Sunday, January 15, 2017

Fallout from the Military Justice Act of 2016

With enactment of the Military Justice Act of 2016 as part of the National Defense Authorization Act for Fiscal Year 2017, Pub. L. No. 114-328 (2016), countless changes will be needed in the Manual for Courts-Martial. Suggestions can be made by members of the armed forces as well as members of the public. Got any good ideas for things that ought to be in the Manual but aren't? Or specific ways to implement provisions of the new law that are not spelled out in detail in the statute? E.g., there will be uniform "tours of duty" for military judges. How long should they be? Will they be subject to curtailment, unlike fixed terms of office, and if so, by whom and according to what standards?

Unlike the proposed statutory changes, which it is said could not be circulated for comment because of an OMB Circular,* Manual changes can be and typically are circulated for public comment. It seems likely that the comment period for what will certainly be a big batch of changes will be sufficient . . . if commenters have done their homework in advance.
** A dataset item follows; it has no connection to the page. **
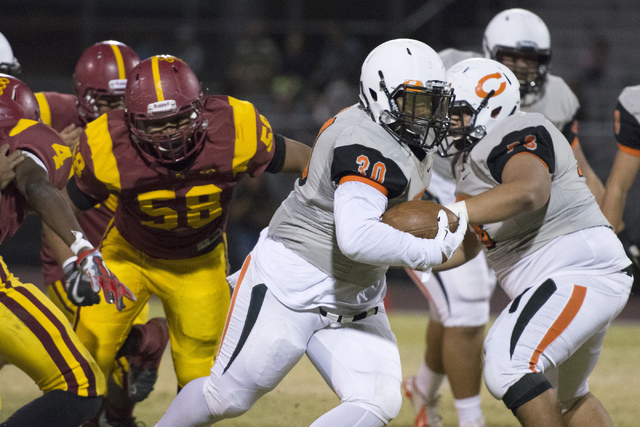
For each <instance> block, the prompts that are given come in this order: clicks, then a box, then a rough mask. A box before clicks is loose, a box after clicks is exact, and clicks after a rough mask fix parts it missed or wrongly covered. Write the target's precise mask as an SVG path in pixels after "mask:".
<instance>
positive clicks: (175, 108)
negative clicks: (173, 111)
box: [147, 99, 178, 116]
In any event, proposed changes that are submitted early are more likely to have any impact since officially-generated changes tend to gain momentum over time.

Feel free to post comments on possible Manual changes on this site. (Real names only, please.) You can also send them to the Joint Service Committee on Military Justice or, presumably, DoD's Military Justice Review Group.

The recent legislation did not address a major issue relating to appellate review of courts-martial: the indefensible limitation on access to the Supreme Court in cases in which the Court of Appeals for the Armed Forces denies review. This is hard-wired into the U.S. Code and cannot be fixed by a mere Manual change. Query: will DoD under the Trump administration finally take the initiative on this and see if it can prevail upon Congress to do the right thing? Maybe Secretary-designate James Mattis and his general counsel (whoever that turns out to be) will see this simple, important and long-overdue reform as worthwhile and fair.

* The OMB Circular should be amended, especially in light of the fact that neither house of Congress conducted a minute of public hearings on the Obama administration's comprehensive package of proposed UCMJ changes.